In the District’s Edgewood neighborhood, abandoned warehouses, barbed-wire fences and the swooping lines of graffiti on buildings are visible just across the street from a bustling shopping center and new luxury apartments.
Development cropping up in the adjacent, gentrifying community of Brentwood has done little to change the plight of many of Edgewood’s longtime residents, especially children, according to a report prepared for release Thursday by DC Kids Count, a non-profit research and advocacy group.
Most residents of Edgewood lack easy access to a library, a grocery store, a recreation center and transportation infrastructure, as do residents of other communities with high concentrations of child poverty, according to the annual report for 2011 on the welfare of D.C. children.
For the first time, the report incorporates non-traditional indicators of child poverty, developed pro-bono by outside experts, that show how a neighborhood’s demographics and resources contribute to a child’s well-being and future success.
For example, the report found that 13 out of 39 clusters of neighborhoods in the District do not have grocery stores. Of that figure, nearly half have child poverty rates above 50 percent. More than 95 percent of children living in these areas are black, the report said.
High rates of single motherhood and violent crime also are strong predictors of child poverty, according to the report.
Of the roughly 100,000 children who resided in the District in 2011, 30 percent were growing up in families living below the poverty line, according to the report.
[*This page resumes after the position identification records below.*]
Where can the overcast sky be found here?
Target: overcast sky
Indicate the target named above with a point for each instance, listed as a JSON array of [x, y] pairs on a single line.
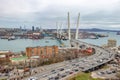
[[45, 13]]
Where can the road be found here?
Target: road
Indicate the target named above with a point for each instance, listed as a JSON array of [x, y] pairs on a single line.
[[71, 67]]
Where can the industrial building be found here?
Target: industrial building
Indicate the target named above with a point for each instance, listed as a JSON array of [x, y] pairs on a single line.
[[42, 52]]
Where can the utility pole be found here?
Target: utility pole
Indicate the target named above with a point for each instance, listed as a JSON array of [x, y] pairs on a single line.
[[69, 35], [77, 28]]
Nearly 45 percent of those lived in high-poverty neighborhoods.
While the poverty rate for the entire D.C. population declined from 19.2 percent in 2010 to 18.7 percent in 2011, child poverty rates remained stagnant. The overall poverty rate is up by 7.6 percent since 2007.
The report’s new neighborhood-by-neighborhood information is presented in an interactive map, accessible on the Web.
“We didn’t want to put out another PDF that sat on people’s shelves. We wanted to create something that was interactive and that would build responses,” said Gwen Rubinstein, deputy director of the advocacy group DC Action for Children, a part of DC Kids Count.
In particular, DC Kids Count is hoping that its new neighborhood-focused approach will get elected leaders, non-profit organizations, schools and others across the District talking about ways to better distribute resources to areas where they are most needed, Rubinstein said.
The report does indicate signs of promise. For instance, the number of children under 5, which had been in a decade-long decline, is growing, Rubinstein said.
“This growth gives the city a planning horizon. It gives us the opportunity to get it right for these children and all the ones that come after them,” she said.
Emily Lawson, founder of DC Prep charter school in high-poverty Edgewood, knows firsthand the effect a neighborhood can have on a child. Many of her students worry about getting from home to school safely, Lawson said.
“Crime is still a big concern,” she said.
The interactive database is available at DCKids.org.